My current cells in this experiment are "flat top". The differences between flat top and button cells are explained well at
http://www.lygte-info.dk/info/Battery%20button%20or%20flat%20UK.html
with good images.

My cells seem to let current flow if put after each other like in a long flashlight with nothing inbetween, although I do not think this could work reliably in a bike. Vibrations etc.

The cell outermost metallic material (the can) is probably steel due to strength reasons. It would be good to know how much they tolerate longitudinal force before breaking. (somebody with rejected empty cells might make a test, standing on one cell e.g ? or a link to info.). Increasing the clamping force seems to considerably diminish the resistance in the hops.

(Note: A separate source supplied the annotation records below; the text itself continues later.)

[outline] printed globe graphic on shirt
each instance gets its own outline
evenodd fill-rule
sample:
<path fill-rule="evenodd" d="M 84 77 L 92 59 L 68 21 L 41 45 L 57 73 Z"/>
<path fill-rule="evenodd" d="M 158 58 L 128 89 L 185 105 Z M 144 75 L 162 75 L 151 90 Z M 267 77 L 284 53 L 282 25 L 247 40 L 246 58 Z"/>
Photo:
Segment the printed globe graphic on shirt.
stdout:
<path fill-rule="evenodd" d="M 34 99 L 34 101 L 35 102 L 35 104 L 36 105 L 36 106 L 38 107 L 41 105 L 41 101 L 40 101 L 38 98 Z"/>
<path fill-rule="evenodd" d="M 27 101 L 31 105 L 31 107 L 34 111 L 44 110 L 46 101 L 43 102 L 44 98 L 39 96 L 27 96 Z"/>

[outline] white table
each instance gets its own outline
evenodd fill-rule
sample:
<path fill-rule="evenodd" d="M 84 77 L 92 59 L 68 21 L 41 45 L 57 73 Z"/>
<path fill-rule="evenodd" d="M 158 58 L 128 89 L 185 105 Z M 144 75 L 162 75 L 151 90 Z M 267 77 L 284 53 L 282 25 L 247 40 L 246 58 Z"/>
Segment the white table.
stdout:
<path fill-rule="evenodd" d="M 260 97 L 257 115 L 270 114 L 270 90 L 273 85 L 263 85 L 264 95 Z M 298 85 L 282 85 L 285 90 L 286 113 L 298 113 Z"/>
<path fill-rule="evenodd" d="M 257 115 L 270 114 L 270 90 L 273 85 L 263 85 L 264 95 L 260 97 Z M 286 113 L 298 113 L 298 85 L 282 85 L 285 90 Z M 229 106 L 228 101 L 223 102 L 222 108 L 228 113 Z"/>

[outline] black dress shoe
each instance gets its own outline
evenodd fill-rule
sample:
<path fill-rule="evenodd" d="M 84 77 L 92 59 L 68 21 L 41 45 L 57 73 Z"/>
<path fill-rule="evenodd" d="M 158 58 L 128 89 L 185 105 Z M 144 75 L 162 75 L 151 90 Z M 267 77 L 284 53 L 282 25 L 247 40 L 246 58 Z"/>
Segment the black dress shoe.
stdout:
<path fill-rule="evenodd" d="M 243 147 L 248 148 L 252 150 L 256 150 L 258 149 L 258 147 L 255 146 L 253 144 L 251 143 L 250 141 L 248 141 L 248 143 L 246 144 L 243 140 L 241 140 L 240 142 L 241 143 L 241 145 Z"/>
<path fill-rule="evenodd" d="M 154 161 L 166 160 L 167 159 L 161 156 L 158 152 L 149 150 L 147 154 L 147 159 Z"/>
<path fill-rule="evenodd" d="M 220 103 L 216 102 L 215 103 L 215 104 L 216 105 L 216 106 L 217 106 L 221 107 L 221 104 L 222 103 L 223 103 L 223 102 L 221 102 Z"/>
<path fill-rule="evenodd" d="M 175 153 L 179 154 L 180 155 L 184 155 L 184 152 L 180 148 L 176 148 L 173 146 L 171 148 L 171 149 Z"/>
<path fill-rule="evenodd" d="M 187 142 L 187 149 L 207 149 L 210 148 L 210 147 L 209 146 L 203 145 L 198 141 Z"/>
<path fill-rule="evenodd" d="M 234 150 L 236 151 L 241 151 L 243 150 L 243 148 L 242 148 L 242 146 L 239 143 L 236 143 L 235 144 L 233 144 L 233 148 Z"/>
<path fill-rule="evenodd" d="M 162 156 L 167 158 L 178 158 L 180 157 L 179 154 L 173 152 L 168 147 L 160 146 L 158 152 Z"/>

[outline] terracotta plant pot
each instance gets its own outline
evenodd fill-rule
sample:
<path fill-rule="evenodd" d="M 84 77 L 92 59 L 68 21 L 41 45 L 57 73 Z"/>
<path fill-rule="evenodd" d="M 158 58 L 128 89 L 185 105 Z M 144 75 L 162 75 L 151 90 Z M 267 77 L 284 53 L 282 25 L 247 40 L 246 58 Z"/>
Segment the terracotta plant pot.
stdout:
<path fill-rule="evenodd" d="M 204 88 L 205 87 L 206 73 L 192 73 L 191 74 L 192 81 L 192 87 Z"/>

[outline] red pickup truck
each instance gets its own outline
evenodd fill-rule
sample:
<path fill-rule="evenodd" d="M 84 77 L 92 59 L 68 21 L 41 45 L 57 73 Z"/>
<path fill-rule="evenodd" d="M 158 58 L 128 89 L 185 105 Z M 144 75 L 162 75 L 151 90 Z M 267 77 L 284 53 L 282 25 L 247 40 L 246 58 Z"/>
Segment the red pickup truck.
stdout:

It is enough to press the whole serial sequence with one clamp only.

My balance wires are way too thin. The balancing charging seems to take unnecessarily long at the constant voltage phase. And the wires feel too fragile to work with. A broken wire might cause a catastrofe if moving randomly between the cells.

Edit: the resistance of the cell can, from the point 45 mm above the bottom to the point in the middle of bottom was 0.4 milliohms with 4-wire measurement. The resistance of my 20 cm balance wire was about 53 milliohms (or somewhat less), therefore it might be AWG 29. I had first erroneusly measured these two resistances with the ohmmeter portion of my multimeter, which gives always at least 0.8 ohms due to the resistances of the probe wires! With 4-wire measurement the probe wire resistance does not essentially influence the result.